Thursday 20 August 2020

Perspectives on the Qld-NSW border closure


Perspective One

Echo NetDaily, 18 August 2020:

Queensland is closed. Annastacia is showing us she knows how to deliver some serious borderline discipline. It’s a show of strength – perhaps, some might say, a borderline disorder. There’s a state election around the corner (31 October) and she’s not about to let a few hundred NSW cancer patients in need of treatment soften her public displays of tough love for her Queensland constituents.

There’s been endless stories of seriously ill people who have been severely affected by the sudden border closures and the quarantining requirements. I even heard the heartbreaking story of a very ill man who had received treatment at a Queensland hospital and was made to cross into NSW to meet his wife by foot. At a local doctors surgery as many as ten doctors can no longer attend. Is that a show of strength Ms Palaszczuk?

In the previous border closure earlier this year I knew of people who were able to get border passes for a day trip to IKEA. Just a few months ago we could print a pass and return home with a flat pack. Now we have to beg for chemo. That’s nuts. We don’t even have COVID here. In Northern NSW we’ve become refugees in our own country.

We are standing at the border knocking, ‘Hey Queensland, you’ve been coming down here every weekend for years now, clogging up our roads, swimming at our beaches, enjoying our kooky hippyesque charm… we don’t want to come in for a holiday, we would like to go to hospital.’

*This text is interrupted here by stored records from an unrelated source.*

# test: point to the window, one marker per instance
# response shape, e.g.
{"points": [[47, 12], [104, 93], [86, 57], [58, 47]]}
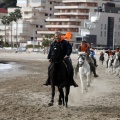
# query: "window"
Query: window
{"points": [[45, 20], [36, 26], [119, 27], [119, 19], [31, 38], [41, 26], [46, 14], [105, 26], [118, 34], [101, 33], [101, 26], [105, 34]]}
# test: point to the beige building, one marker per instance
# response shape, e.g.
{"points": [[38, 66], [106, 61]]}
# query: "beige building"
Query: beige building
{"points": [[70, 16], [34, 14], [3, 12]]}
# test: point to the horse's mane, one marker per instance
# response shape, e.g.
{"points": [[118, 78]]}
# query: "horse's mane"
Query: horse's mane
{"points": [[81, 53]]}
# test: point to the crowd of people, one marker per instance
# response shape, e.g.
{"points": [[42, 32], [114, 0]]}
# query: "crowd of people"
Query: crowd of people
{"points": [[67, 50]]}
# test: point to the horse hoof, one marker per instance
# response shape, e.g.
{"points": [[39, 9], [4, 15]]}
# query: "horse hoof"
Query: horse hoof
{"points": [[88, 85], [59, 103], [50, 104]]}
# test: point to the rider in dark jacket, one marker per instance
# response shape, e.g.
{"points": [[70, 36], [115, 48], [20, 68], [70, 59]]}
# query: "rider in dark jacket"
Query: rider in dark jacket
{"points": [[85, 47], [66, 52]]}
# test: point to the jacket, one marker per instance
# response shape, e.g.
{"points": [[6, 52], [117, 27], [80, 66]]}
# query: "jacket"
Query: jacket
{"points": [[66, 48], [84, 49]]}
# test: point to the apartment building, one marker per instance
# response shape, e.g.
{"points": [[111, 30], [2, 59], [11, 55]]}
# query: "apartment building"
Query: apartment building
{"points": [[70, 16], [3, 12], [34, 14], [103, 28]]}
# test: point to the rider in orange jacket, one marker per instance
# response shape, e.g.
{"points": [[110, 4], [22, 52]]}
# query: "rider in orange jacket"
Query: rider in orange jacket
{"points": [[66, 50], [85, 47]]}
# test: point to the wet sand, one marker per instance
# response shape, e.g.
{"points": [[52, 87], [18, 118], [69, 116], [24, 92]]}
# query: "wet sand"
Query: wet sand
{"points": [[23, 96]]}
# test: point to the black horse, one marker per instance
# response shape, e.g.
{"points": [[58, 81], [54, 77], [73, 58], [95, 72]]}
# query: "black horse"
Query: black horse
{"points": [[58, 75]]}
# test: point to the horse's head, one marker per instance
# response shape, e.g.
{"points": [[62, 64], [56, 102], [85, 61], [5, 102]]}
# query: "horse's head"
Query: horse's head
{"points": [[81, 58], [56, 53]]}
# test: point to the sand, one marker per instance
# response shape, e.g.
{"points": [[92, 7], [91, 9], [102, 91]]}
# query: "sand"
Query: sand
{"points": [[23, 96]]}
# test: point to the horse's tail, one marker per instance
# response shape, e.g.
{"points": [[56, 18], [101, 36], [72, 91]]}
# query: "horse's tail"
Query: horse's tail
{"points": [[76, 69]]}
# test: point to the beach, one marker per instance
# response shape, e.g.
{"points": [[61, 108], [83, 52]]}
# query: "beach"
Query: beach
{"points": [[24, 97]]}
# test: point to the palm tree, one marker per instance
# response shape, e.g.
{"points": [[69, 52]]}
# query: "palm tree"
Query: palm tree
{"points": [[18, 15], [47, 39], [11, 19], [5, 21]]}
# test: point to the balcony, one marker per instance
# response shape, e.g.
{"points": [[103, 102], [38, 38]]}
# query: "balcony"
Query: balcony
{"points": [[22, 3], [37, 3], [42, 10], [73, 7], [34, 22], [70, 13], [61, 26], [28, 9], [94, 17], [62, 19], [24, 34], [29, 16]]}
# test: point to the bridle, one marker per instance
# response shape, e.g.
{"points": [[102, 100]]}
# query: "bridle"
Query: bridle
{"points": [[83, 60]]}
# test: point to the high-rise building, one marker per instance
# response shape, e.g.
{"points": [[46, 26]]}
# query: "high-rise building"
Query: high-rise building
{"points": [[70, 16], [34, 14]]}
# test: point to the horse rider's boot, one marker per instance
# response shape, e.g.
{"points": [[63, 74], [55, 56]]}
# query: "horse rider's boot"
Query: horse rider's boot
{"points": [[47, 82], [73, 81], [94, 72], [92, 67]]}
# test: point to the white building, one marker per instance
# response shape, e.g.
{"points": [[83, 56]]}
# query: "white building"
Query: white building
{"points": [[103, 28], [34, 14], [70, 16], [3, 12]]}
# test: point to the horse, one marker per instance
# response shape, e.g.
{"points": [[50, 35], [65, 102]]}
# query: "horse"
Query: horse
{"points": [[110, 61], [84, 71], [116, 63], [101, 58], [59, 75]]}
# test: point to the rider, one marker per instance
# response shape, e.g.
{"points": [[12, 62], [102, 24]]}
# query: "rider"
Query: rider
{"points": [[109, 52], [85, 47], [66, 50], [93, 56]]}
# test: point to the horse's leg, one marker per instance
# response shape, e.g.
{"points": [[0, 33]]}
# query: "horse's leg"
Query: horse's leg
{"points": [[61, 96], [53, 94], [82, 83], [88, 79], [67, 91]]}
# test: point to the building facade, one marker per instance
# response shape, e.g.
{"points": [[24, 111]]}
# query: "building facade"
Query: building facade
{"points": [[34, 14], [103, 28], [70, 16]]}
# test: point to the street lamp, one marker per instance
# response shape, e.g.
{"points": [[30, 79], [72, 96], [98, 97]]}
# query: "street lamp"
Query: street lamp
{"points": [[91, 45], [33, 39], [113, 38]]}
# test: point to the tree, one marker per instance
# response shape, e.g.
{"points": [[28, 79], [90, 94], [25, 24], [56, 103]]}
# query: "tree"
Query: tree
{"points": [[5, 21], [18, 15], [47, 39], [11, 19], [1, 41]]}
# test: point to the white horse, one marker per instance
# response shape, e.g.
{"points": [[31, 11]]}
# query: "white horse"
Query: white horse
{"points": [[116, 63], [84, 71], [110, 61]]}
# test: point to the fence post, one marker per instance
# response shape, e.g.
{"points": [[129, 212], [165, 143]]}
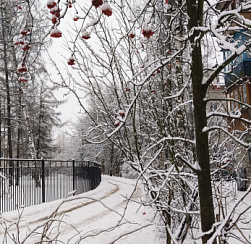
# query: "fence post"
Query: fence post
{"points": [[73, 175], [43, 180]]}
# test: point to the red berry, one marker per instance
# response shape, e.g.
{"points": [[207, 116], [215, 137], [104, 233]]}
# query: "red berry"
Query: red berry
{"points": [[97, 3], [131, 35]]}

Until COVID, borders were something that only meant something in the State of Origin. Or if someone cut you off on the highway and had a Queensland numberplate you mused it was because of their statewide merging disorder. For over half the year they’re an hour behind us because of their silly reluctance to take on daylight savings. But now the Queensland border has been sealed shut. They’re sailing into the distance. Who knows how far behind they may be once the border reopens? Will we need passports to enter?

COVID has carved Australia into a quarantine pie, it has made us separate people. It has made Queenslanders distrustful of us. And here in NSW, it has made us suspicious of Victorians. Every time we see a VIC numberplate we hit down hard on the hand sanitiser. State premiers who previously seemed a tad irrelevant in the big game of politics have become the major players. They get to play Big Daddy or Big Mummy to keep their state safe. I’m not sure what’s happened to Scott Morrison – he appears to have gone to sleep. Every time I turn the telly on, it’s not Scotty’s face I see, it’s Daniel Andrews. And I have to admit I really feel for him. He has to bring the COVID-19 outbreak under control, otherwise the rest of Australia will blame Victoria for their financial ruin. He does look very tired.

The pandemic has ugly impacts. It has made us territorial. We are one country – at least we used to be. Our lockdown has sent us to our burrows – it has made us conspiratorial and suspicious. It is causing us to lose trust. When Annastacia created a travel bubble between Queensland and NSW, she cut Mullumbimby and Byron Bay out. I doubt that was an accident with the protractor in the planning department. ‘We ran out of arc’. It’s because people from Sydney come here. It’s because we’re perceived as loose – after all we’re famous for immunising with a turmeric poultice.

So, farewell Queensland. We’ll see you on the other side. Or perhaps, we won’t.

Perspective Two

Yes this border closure can be hard on individuals, families and communities.

For those living in the Northern Rivers region who need to access health services in southern Queensland and medical personnel who can no longer cross the border to work in our hospitals and clinics unless they leave their families and don't return until the border opens, it is more than hard.   

However, the Northern Rivers is part of a state, New South Wales, which allows its residents free movement within its own borders during this global pandemic.

This means that people can freely travel from local government areas where COVID-19 infection growth is active to areas where infection growth is low or where there are no known cases of the virus.

New South Wales has a premier who appears to be in thrall to a prime minister whose constant push to prematurely ease public health order restrictions put in place by the states destabilised the national response to the pandemic.

So here in New South Wales we remain one of only two states with a high cumulative number of confirmed of COVID-19 cases, a relatively high death toll and active community transmission of the virus.

Currently the other six states and territories are managing to keep infection rates very low.

Additionally, we have people travelling within our state who crossed into New South Wales from Victoria which is in the middle of an infection surge and, we are not sending them home. Because quite frankly the Berejiklian Government has no idea where these Victorian travellers are.

Even within our state trust in the 'experts' engaged by the NSW Dept. of Health has taken a battering - given the release of the Commission of Inquiry into the Ruby Princess Report on 14 August 2020.

It is no wonder that the Queensland Government does not trust any assurances given by either Scott Morrison or Gladys Berejiklian that new cases of the virus are unlikely to cross the border if Anastasia Palaszczuk were to reopen Queensland to people from New South Wales right now.